For the poets have been lovers of Nature, and they help us to see
the beauty that lies about us. One of them calls the stars "the
forget-me-nots of the angels." Another writes of the song of the brook
as it goes dancing and singing down into the river, until we hear the
music of the waters in the melody of the poet's verse. Through such
stories and poems of animals and birds and flowers and of the seasons
of the year as you will find in the following pages, your magic glass
of reading will open up the fairyland of Nature.

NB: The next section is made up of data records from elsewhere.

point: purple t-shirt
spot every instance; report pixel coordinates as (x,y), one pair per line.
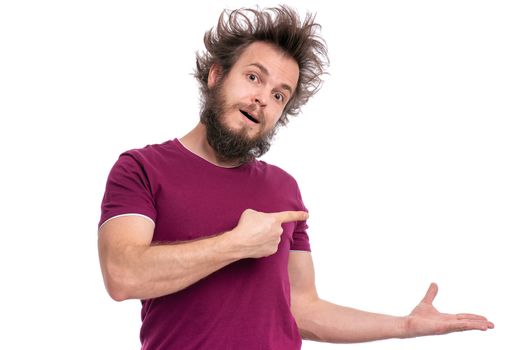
(244,305)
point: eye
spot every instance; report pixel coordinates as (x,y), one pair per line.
(279,97)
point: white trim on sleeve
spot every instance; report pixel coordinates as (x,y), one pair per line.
(126,214)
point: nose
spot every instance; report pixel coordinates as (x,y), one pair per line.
(259,99)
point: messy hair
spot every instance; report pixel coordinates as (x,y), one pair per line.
(280,26)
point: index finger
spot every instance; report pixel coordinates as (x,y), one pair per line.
(290,216)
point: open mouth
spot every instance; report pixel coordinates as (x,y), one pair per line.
(249,116)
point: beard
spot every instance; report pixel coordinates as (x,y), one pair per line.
(232,146)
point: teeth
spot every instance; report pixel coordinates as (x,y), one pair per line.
(249,117)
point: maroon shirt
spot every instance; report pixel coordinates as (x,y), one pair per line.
(244,305)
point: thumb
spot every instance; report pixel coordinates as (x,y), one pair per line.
(431,293)
(290,216)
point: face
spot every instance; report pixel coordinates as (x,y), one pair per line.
(244,107)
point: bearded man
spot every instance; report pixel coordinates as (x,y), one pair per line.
(214,241)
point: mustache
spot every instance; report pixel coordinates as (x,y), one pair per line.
(252,109)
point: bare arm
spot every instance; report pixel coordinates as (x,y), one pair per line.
(133,268)
(324,321)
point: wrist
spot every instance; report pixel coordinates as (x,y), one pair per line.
(403,327)
(228,247)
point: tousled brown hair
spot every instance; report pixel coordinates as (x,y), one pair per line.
(280,26)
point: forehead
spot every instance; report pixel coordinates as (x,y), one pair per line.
(281,68)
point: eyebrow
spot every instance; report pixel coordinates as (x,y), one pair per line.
(266,72)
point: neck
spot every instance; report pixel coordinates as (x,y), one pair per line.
(196,142)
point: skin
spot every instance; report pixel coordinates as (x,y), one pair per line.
(133,268)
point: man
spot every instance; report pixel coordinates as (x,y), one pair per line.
(213,241)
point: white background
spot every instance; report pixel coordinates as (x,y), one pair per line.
(410,159)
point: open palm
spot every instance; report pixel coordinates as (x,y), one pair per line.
(425,319)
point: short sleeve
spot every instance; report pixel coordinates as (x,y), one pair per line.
(300,237)
(128,191)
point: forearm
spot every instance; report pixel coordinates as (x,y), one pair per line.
(328,322)
(144,272)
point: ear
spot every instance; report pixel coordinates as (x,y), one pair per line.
(213,76)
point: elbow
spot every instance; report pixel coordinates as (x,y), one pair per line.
(119,282)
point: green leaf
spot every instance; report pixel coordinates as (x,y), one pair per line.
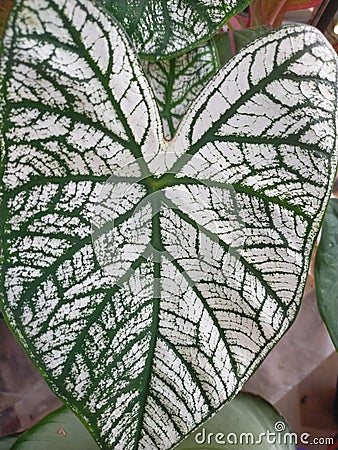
(7,442)
(148,279)
(164,29)
(272,12)
(326,271)
(60,430)
(232,42)
(178,81)
(246,421)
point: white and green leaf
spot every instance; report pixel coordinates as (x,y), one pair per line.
(178,81)
(147,279)
(164,29)
(326,271)
(231,42)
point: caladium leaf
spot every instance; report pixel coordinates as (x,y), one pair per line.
(163,29)
(178,81)
(148,279)
(326,271)
(59,430)
(231,42)
(272,12)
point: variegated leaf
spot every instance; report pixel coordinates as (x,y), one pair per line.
(147,279)
(178,81)
(166,28)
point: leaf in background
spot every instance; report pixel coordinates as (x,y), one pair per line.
(326,271)
(272,12)
(7,442)
(242,423)
(200,251)
(178,81)
(164,29)
(60,430)
(230,43)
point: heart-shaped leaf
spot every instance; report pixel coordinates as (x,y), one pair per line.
(272,12)
(163,29)
(148,279)
(245,420)
(177,82)
(326,271)
(60,430)
(231,42)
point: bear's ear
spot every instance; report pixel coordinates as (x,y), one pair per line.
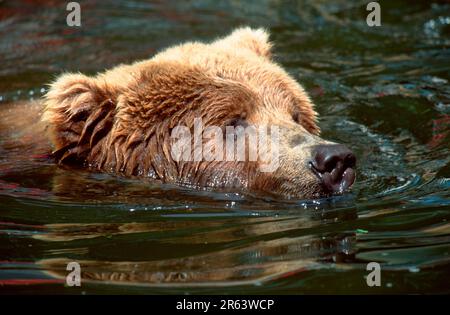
(256,40)
(77,110)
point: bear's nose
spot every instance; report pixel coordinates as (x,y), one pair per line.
(334,165)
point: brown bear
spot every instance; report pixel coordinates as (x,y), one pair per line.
(123,120)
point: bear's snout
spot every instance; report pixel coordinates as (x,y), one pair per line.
(334,164)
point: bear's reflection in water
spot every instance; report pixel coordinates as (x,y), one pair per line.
(251,252)
(222,250)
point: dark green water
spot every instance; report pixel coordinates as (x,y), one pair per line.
(383,91)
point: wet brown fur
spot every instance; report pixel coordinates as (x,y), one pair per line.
(120,121)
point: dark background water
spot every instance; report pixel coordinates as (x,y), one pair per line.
(383,91)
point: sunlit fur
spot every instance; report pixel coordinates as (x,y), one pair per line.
(121,120)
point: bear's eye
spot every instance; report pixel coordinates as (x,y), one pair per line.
(296,117)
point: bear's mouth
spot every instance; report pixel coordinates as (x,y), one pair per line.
(336,181)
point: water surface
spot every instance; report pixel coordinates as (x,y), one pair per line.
(383,91)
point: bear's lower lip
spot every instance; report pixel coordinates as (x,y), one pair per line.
(335,182)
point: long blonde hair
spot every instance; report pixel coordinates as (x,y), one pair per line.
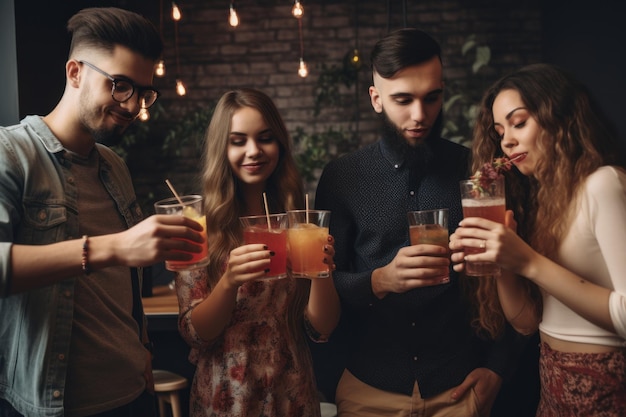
(223,202)
(574,140)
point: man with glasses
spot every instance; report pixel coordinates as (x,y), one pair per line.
(72,342)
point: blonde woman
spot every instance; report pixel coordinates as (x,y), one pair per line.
(248,335)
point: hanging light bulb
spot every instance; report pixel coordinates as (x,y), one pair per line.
(303,70)
(180,87)
(233,19)
(355,59)
(297,10)
(144,115)
(159,71)
(176,15)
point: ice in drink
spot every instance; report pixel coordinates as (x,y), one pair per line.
(430,227)
(306,259)
(189,206)
(490,208)
(276,241)
(197,259)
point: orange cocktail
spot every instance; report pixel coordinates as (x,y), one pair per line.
(191,208)
(307,235)
(430,227)
(489,204)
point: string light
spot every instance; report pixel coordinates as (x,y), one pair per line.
(180,87)
(144,115)
(303,70)
(159,71)
(297,10)
(233,19)
(176,15)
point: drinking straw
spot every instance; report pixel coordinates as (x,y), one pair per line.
(306,206)
(169,184)
(267,212)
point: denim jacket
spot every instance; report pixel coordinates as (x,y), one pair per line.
(38,205)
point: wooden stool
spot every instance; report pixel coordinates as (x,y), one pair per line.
(167,386)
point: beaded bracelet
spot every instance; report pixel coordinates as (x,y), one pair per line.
(85,261)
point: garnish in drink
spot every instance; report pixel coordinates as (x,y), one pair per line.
(489,172)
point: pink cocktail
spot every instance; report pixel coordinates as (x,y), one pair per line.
(272,232)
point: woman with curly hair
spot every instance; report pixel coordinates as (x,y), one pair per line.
(565,273)
(247,334)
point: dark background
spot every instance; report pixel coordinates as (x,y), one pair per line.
(584,37)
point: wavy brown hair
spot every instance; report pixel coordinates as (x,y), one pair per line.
(223,202)
(575,140)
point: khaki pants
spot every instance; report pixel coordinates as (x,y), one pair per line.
(357,399)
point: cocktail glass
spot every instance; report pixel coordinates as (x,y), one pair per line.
(488,203)
(191,207)
(307,235)
(270,230)
(430,227)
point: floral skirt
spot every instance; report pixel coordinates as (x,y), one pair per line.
(582,384)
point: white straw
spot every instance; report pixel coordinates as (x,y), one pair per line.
(169,184)
(267,212)
(306,205)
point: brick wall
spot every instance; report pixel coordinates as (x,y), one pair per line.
(264,52)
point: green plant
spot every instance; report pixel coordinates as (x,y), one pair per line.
(462,103)
(327,88)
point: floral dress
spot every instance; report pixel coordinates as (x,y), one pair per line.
(253,368)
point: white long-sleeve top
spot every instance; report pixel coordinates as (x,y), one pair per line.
(594,248)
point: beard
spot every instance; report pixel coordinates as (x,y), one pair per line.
(91,118)
(418,155)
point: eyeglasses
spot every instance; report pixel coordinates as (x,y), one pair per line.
(122,90)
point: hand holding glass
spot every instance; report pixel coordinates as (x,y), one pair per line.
(430,227)
(489,204)
(270,230)
(191,208)
(308,233)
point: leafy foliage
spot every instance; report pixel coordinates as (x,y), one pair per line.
(462,103)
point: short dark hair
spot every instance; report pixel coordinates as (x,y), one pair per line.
(403,48)
(106,27)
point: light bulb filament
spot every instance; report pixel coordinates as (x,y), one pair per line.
(159,71)
(180,88)
(233,19)
(176,15)
(297,10)
(303,70)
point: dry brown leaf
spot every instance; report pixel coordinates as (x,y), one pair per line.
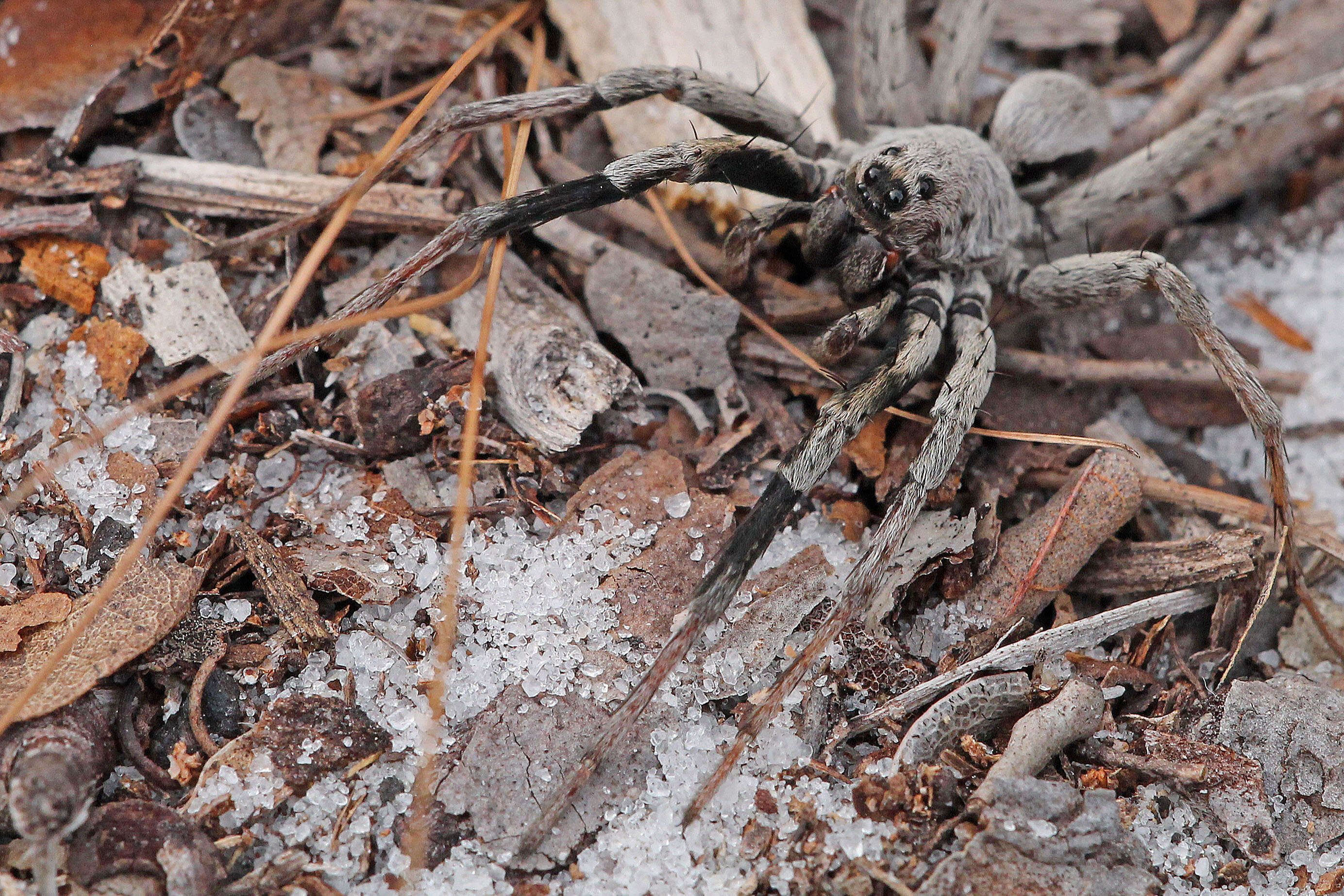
(289,108)
(853,515)
(62,50)
(34,610)
(125,469)
(118,348)
(65,269)
(1174,18)
(869,449)
(1265,316)
(198,35)
(143,609)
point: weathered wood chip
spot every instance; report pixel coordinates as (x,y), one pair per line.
(286,590)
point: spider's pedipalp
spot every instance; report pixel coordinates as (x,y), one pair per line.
(839,421)
(746,162)
(1105,277)
(953,414)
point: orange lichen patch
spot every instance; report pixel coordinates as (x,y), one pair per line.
(65,269)
(118,348)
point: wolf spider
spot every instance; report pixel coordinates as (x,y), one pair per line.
(923,223)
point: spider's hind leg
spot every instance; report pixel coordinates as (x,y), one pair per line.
(953,414)
(840,420)
(1103,277)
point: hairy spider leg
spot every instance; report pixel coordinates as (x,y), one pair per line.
(1088,281)
(765,166)
(953,414)
(839,421)
(739,111)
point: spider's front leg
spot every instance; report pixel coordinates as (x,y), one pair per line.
(840,420)
(1105,277)
(953,414)
(745,162)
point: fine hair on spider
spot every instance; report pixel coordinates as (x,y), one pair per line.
(923,225)
(918,223)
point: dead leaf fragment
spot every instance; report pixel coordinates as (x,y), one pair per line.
(153,597)
(289,108)
(58,51)
(1174,18)
(116,347)
(1265,316)
(65,269)
(34,610)
(302,739)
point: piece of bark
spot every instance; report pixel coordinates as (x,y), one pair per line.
(522,746)
(152,600)
(300,739)
(213,188)
(1047,837)
(961,32)
(286,590)
(1103,203)
(134,837)
(67,270)
(1304,43)
(552,374)
(1129,569)
(780,600)
(69,220)
(386,413)
(33,611)
(1233,789)
(676,334)
(32,178)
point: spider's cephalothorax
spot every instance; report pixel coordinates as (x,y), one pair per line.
(920,225)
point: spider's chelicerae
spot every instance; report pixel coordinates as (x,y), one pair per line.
(923,223)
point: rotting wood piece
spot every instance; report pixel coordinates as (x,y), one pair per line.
(286,590)
(216,188)
(1126,569)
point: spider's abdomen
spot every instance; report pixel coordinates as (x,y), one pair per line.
(937,194)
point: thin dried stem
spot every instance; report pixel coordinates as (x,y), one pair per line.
(1271,577)
(445,629)
(219,417)
(1199,83)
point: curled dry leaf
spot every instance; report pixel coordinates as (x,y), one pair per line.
(153,597)
(299,741)
(64,50)
(116,347)
(135,837)
(65,269)
(34,610)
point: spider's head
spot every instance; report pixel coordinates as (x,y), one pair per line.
(937,195)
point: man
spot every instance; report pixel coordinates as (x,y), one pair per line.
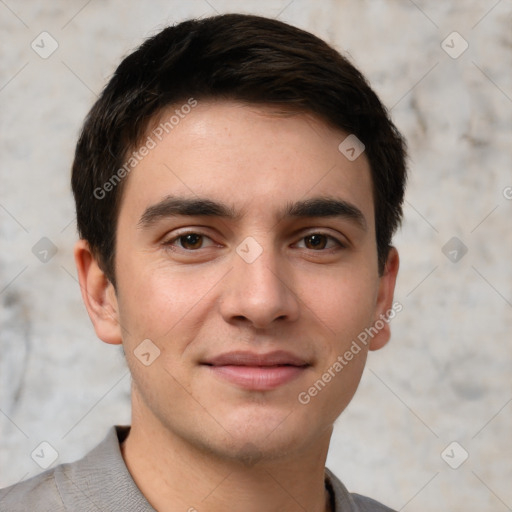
(237,186)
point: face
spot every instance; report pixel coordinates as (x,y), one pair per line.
(246,254)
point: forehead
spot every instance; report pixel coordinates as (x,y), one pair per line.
(248,156)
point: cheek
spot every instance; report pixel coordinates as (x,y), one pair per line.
(343,305)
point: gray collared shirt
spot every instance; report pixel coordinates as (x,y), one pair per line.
(100,482)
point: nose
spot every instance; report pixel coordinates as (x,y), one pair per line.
(260,291)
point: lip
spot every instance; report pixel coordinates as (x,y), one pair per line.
(257,372)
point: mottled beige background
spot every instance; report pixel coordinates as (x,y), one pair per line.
(445,377)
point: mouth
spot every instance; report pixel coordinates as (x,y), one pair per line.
(257,372)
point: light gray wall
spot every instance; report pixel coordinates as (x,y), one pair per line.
(446,375)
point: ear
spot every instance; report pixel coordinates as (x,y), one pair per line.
(385,300)
(98,294)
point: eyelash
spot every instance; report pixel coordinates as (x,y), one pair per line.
(170,243)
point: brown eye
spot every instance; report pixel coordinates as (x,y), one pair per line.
(319,242)
(191,241)
(316,241)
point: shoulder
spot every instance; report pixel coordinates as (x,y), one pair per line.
(365,504)
(350,502)
(38,493)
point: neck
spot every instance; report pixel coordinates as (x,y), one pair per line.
(174,476)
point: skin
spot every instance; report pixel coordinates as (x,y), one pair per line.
(196,439)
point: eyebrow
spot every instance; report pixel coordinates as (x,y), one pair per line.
(172,206)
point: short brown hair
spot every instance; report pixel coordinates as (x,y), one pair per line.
(233,57)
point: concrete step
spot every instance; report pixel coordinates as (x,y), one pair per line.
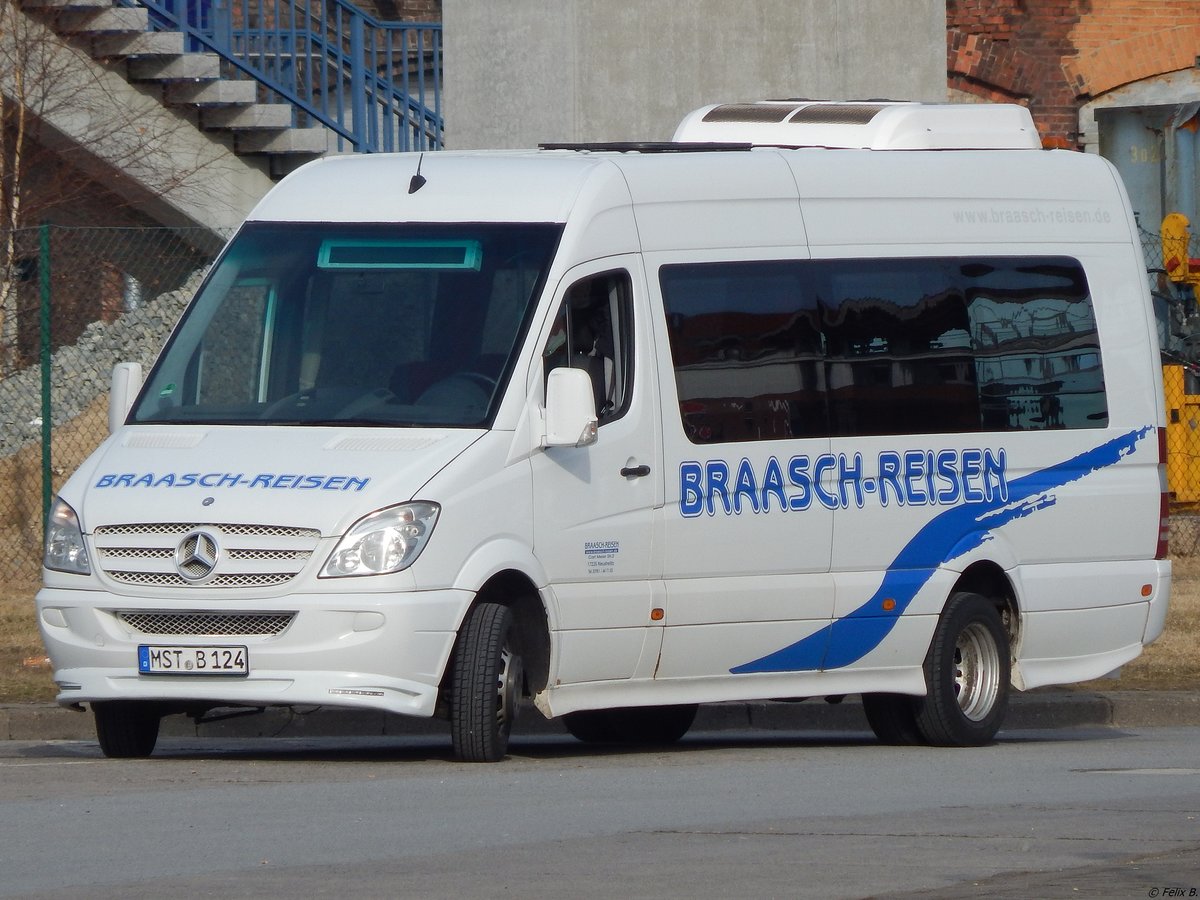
(148,43)
(209,94)
(183,67)
(113,19)
(66,4)
(257,117)
(312,142)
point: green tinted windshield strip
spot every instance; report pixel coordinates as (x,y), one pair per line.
(341,253)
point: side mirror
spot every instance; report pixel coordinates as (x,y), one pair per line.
(124,390)
(570,409)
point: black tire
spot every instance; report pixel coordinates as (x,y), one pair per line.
(893,718)
(486,685)
(633,725)
(966,675)
(126,730)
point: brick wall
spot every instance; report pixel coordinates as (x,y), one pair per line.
(1054,55)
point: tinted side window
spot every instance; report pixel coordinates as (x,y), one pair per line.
(592,331)
(808,348)
(745,342)
(1037,349)
(898,347)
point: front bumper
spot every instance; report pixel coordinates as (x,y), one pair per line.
(383,652)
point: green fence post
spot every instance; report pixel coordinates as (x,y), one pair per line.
(43,269)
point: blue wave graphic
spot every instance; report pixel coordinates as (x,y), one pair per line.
(946,537)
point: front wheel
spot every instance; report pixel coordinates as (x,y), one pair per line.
(966,675)
(126,730)
(486,685)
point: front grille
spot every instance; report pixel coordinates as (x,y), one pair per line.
(180,528)
(250,556)
(169,580)
(208,624)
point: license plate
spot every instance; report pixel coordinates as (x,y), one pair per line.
(169,659)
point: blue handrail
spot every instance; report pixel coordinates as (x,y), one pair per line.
(376,84)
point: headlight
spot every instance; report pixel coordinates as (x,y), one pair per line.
(65,550)
(383,543)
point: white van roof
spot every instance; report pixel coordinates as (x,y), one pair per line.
(871,125)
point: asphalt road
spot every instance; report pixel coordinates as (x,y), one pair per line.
(1080,811)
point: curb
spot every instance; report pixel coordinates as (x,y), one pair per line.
(1033,711)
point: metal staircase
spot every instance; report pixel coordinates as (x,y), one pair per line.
(286,79)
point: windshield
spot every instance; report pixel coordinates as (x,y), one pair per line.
(383,324)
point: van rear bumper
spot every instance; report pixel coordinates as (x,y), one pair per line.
(1159,600)
(384,652)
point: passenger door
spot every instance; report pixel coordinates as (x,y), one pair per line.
(594,507)
(751,486)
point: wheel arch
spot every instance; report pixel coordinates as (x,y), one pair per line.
(991,581)
(531,623)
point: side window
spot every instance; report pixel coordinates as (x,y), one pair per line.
(850,347)
(593,330)
(745,342)
(898,347)
(229,367)
(1037,348)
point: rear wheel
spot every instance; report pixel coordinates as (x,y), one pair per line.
(966,673)
(486,685)
(126,730)
(634,725)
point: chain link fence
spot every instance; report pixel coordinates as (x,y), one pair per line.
(75,303)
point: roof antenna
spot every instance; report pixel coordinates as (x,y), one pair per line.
(418,181)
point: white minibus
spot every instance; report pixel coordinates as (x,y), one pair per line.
(815,400)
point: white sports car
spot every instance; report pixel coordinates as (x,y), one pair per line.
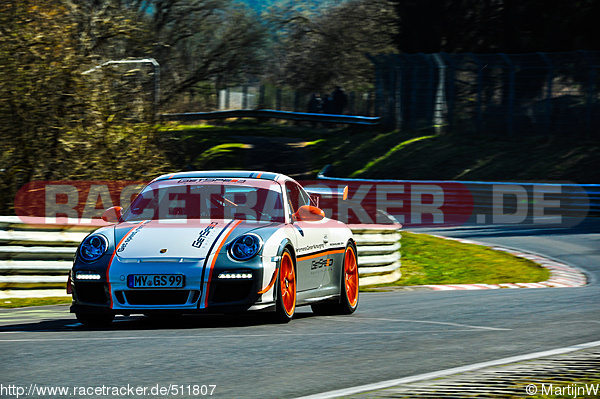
(216,241)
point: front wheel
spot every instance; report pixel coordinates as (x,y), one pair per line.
(286,289)
(95,320)
(348,287)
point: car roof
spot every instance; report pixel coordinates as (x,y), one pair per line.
(226,174)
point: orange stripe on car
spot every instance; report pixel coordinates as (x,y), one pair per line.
(271,283)
(338,251)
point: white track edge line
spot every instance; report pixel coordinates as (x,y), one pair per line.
(447,372)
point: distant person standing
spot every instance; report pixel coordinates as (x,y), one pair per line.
(339,100)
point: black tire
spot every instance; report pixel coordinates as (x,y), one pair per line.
(95,320)
(349,287)
(286,289)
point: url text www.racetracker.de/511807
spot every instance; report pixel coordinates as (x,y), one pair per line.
(174,390)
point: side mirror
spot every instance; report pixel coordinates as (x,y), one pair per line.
(309,213)
(113,214)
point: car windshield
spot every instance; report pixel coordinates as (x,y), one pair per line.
(187,199)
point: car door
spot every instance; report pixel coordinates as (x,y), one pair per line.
(311,242)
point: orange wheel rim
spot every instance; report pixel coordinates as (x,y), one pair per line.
(287,284)
(351,275)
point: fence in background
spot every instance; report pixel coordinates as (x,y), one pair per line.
(269,113)
(539,93)
(433,203)
(269,97)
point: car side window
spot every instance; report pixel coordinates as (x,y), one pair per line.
(296,196)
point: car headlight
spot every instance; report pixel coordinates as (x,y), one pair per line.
(93,247)
(245,247)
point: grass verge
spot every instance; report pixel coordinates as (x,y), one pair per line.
(431,260)
(24,302)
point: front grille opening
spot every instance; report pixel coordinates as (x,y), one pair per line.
(157,297)
(91,292)
(231,291)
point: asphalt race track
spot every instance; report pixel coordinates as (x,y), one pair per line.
(392,335)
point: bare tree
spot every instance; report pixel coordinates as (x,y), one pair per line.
(324,47)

For magic wonders are not limited to the fairylands that we read about
in the Arabian Nights or in the tales of Cinderella or of the Sleeping
Beauty. There is the enchantment which put the princess and all her
household to sleep for a hundred years until the prince came to
release them. There is also the enchantment of the frost, that stills
all the life of brook and lake and river, and holds the outdoor world
in deep sleep until the breath of spring comes and releases the
prisoners. There is the enchantment which Aladdin controlled by his
lamp and his ring, so that at his bidding giant figures appeared to do
his will; there is also the enchantment of the snow, of the fire,
of the lightning, of the storm; or there is the equally marvelous
enchantment by which the rose unfolds from the bud, the apple grows
from the blossom, and the robin from the tiny blue egg.